30 May 2016
Pacifism is the concept the Abe Cabinet exploits to justify its recent national security legislation. This term could mislead the public into believing that the new laws have something to do with the pacifism of the Japanese Constitution, but the reality lies in the phrase “proactive contribution to peace,” which the government uses when it explains these policies to its audience abroad. In my view, the essence of the new national security laws is nothing more than Japan’s active international contribution in military terms to the collective use of force, whether in the form of collective self-defense or in the form of UN collective security.
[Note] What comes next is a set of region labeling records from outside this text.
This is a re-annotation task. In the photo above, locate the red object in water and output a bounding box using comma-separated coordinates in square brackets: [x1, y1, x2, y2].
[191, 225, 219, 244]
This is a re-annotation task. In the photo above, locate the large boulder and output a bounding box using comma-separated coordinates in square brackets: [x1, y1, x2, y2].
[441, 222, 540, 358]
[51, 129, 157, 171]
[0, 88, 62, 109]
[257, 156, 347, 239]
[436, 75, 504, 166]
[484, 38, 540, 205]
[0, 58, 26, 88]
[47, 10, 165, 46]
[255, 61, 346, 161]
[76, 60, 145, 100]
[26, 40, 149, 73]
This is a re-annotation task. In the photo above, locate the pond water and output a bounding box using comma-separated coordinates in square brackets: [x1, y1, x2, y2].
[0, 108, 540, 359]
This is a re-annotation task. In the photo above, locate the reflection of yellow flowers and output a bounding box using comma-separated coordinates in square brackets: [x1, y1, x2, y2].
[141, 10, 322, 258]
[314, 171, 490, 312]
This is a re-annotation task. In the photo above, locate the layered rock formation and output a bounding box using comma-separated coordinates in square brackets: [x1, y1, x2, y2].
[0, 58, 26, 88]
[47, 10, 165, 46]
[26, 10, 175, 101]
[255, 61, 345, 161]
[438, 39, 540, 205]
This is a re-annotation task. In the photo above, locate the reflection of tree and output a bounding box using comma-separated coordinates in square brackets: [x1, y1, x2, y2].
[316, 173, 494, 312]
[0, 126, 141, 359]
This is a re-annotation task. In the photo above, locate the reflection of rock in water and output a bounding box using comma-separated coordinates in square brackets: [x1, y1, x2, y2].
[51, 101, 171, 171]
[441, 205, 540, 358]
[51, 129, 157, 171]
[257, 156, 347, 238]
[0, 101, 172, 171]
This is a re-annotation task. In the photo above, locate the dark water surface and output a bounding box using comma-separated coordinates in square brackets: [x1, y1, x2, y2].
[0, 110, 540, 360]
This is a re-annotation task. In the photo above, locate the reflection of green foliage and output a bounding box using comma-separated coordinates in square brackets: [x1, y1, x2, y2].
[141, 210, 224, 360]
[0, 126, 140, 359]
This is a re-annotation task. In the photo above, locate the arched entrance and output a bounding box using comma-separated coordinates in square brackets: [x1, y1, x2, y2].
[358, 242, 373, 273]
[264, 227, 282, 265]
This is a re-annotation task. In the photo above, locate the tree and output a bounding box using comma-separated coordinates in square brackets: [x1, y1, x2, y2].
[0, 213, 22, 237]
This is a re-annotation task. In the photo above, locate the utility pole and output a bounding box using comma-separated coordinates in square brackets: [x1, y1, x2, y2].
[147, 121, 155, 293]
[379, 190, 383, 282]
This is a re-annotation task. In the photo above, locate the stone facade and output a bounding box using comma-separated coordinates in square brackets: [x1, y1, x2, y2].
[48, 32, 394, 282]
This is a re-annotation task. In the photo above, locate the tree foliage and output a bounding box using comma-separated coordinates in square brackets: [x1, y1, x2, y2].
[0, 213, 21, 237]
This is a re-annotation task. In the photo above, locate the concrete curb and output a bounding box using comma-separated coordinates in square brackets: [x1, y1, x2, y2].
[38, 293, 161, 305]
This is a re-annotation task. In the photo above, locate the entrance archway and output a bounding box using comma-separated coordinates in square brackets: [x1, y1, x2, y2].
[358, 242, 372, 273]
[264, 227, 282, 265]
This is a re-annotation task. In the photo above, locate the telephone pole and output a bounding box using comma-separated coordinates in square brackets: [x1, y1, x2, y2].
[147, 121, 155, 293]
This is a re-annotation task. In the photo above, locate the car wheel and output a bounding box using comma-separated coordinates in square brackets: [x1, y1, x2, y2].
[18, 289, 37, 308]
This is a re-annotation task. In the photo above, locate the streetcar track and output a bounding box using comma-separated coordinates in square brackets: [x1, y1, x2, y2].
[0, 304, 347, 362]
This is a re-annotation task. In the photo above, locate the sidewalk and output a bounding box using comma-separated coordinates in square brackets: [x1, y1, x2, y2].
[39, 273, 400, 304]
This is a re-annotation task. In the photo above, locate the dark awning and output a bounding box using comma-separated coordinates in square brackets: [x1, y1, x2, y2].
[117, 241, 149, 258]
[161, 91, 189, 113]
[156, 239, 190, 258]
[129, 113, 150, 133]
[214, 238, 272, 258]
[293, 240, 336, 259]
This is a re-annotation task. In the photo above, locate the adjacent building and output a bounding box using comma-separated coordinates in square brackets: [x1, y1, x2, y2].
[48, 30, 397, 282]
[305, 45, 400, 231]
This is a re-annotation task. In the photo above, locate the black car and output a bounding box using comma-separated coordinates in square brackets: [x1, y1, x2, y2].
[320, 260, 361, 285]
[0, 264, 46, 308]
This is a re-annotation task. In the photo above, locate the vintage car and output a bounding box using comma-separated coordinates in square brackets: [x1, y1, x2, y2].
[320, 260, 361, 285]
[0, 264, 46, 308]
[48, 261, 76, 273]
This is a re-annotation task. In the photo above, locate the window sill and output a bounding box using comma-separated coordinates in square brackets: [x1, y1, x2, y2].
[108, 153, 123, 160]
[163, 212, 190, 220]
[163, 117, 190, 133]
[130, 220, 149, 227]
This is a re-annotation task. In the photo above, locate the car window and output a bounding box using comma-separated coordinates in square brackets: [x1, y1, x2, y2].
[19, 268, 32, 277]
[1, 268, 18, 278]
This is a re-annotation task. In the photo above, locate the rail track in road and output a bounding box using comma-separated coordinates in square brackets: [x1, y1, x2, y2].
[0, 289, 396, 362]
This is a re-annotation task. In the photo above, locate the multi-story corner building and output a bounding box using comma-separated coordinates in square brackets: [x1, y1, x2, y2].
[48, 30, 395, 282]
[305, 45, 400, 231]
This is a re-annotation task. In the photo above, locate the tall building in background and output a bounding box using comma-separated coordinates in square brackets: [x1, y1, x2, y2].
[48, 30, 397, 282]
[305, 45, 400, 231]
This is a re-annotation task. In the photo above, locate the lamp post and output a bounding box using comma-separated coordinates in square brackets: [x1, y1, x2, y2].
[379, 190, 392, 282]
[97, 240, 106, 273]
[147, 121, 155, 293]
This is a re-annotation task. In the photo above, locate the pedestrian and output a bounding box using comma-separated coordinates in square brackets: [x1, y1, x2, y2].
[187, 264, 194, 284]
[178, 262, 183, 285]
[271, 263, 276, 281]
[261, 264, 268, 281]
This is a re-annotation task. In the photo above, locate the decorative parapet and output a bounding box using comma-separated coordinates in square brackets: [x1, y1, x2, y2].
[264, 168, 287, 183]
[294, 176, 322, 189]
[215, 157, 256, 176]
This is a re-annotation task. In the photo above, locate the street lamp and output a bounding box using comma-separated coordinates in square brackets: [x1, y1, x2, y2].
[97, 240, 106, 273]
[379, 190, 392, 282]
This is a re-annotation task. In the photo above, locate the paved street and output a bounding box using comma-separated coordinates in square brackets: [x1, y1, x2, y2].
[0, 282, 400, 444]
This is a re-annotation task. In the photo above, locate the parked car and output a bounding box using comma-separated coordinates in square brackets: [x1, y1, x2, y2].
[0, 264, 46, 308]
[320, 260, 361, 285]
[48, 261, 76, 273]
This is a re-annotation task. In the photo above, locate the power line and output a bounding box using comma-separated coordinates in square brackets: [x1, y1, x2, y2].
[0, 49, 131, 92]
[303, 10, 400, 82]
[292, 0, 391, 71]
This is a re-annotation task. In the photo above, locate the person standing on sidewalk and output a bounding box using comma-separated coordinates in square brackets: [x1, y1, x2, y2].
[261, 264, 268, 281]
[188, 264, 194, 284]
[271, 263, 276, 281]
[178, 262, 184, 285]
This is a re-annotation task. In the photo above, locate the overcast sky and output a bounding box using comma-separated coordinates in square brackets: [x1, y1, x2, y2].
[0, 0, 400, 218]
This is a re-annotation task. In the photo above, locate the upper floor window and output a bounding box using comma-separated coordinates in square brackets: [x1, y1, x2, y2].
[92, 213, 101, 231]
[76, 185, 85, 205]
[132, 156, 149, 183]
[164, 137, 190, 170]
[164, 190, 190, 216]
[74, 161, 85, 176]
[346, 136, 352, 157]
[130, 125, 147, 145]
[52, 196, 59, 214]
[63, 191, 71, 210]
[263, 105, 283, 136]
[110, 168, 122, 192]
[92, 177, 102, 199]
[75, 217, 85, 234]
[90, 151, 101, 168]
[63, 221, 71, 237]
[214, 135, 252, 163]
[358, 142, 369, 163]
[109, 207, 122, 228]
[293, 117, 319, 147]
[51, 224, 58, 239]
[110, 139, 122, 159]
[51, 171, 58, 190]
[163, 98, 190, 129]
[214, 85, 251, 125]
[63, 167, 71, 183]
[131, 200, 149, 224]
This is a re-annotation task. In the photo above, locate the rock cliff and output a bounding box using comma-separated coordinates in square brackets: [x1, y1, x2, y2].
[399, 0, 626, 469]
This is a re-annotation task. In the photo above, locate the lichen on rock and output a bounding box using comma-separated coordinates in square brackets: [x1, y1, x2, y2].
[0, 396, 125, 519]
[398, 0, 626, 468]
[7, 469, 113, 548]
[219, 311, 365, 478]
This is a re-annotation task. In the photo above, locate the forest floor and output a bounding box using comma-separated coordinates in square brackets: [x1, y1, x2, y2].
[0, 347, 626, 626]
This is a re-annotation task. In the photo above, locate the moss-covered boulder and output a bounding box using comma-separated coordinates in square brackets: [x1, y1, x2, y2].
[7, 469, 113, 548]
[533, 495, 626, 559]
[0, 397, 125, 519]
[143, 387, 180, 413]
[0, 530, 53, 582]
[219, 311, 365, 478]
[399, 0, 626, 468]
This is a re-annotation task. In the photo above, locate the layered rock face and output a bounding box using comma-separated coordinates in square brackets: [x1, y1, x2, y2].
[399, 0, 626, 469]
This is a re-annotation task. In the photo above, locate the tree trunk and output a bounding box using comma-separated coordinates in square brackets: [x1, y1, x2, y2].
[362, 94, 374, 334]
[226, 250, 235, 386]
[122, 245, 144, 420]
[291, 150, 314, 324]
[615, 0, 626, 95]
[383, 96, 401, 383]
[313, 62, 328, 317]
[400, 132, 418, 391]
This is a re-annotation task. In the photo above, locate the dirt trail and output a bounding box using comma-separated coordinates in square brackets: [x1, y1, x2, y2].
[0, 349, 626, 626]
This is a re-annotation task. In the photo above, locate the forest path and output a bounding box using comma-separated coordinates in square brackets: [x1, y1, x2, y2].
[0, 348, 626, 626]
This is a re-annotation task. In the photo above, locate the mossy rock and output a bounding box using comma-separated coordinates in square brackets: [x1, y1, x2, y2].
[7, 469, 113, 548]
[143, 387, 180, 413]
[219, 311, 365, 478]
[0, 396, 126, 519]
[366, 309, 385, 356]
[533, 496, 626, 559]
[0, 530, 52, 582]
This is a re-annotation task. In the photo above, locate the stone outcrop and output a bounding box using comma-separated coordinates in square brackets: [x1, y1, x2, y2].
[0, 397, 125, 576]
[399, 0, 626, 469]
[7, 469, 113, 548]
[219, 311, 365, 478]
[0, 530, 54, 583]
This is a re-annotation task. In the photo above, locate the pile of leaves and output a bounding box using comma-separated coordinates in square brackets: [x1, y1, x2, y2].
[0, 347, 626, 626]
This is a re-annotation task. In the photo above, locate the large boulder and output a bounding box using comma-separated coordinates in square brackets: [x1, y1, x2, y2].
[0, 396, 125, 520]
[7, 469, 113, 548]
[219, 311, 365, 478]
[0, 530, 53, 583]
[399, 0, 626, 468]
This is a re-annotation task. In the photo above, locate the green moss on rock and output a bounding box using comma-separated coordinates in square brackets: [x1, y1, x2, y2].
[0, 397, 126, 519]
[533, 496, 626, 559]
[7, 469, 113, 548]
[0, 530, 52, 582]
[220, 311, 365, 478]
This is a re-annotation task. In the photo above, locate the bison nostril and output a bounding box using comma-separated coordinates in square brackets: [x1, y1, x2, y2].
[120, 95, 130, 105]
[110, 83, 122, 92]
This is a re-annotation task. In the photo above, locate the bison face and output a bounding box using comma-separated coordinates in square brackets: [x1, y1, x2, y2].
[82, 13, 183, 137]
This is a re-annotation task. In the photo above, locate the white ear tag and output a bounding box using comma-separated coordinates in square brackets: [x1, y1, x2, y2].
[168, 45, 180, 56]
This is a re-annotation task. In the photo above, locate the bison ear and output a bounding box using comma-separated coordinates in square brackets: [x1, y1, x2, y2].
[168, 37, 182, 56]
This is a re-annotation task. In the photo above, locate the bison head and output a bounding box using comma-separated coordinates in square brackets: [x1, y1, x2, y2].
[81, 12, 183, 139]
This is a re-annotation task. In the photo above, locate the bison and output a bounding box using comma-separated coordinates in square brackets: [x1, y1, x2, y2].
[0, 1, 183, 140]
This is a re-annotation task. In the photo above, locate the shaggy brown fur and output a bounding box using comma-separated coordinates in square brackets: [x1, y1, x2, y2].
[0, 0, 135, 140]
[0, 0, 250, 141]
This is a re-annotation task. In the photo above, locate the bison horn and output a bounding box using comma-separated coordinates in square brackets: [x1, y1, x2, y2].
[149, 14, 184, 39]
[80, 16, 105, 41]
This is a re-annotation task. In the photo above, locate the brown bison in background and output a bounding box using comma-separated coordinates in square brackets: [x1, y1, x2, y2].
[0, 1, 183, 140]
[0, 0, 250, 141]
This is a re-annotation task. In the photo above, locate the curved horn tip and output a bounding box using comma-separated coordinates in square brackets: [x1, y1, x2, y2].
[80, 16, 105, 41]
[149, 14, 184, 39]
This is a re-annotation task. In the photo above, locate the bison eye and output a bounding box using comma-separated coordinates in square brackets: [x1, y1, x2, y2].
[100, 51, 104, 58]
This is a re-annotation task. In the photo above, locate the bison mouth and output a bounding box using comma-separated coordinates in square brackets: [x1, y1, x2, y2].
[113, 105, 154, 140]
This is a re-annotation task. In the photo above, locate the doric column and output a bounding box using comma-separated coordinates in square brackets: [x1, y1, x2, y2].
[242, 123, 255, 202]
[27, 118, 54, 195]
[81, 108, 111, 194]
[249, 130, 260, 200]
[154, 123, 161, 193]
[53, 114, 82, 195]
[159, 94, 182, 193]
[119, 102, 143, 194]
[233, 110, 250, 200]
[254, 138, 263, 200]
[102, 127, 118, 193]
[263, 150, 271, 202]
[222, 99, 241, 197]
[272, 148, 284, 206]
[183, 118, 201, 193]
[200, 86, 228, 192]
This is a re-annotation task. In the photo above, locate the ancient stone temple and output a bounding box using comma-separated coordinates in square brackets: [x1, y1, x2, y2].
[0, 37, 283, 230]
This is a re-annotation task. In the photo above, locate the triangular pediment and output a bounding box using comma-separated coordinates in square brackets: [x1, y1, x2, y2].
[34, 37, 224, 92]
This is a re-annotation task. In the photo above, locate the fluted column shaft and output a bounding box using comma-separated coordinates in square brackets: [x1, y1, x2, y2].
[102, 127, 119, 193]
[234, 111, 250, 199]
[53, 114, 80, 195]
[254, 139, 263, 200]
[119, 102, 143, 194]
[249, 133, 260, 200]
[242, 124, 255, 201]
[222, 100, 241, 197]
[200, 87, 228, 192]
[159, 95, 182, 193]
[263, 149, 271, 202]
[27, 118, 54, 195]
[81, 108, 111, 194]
In addition to this rhetorical deception, I would stress that the serious problem of these laws is their apparent abuse of a specific body of scholarly knowledge in the field of international relations.
A common understanding in international relations is that two types of misperception of others’ stated intentions could trigger the outbreak of war in a world in which armed states confront each other. First, one state doubts whether its counterpart will keep its promise to refrain from any attempt to revise the status quo by force, typically an armed attack. Second, one state doubts whether its counterpart will carry out its threat to repel any attempt at a unilateral revision of the status quo by force.
In general, national security is defined as the policy to reduce the level of threat to the status quo of the present distribution of values among states. National security, thus defined, is not easy to achieve, as there exists tradeoff between the persuasiveness of threats to repel any unilateral revision of the status quo, and the persuasiveness of promises to refrain from any use or threat of force, including the promise to refrain from resorting to all necessary means to maintain or restore international peace and security in cases where some states fail to implement specific resolutions of the UN Security Council. This tradeoff is a product of the fact that the means to defend the status quo, whether through arms or with allies, could be the means to alter the status quo. Therefore, one cannot achieve security by prioritizing threats over promises.
In a nutshell, the new national security laws fail to see that Japan’s resolve would not increase Japan’s security without reducing the security of its neighbors.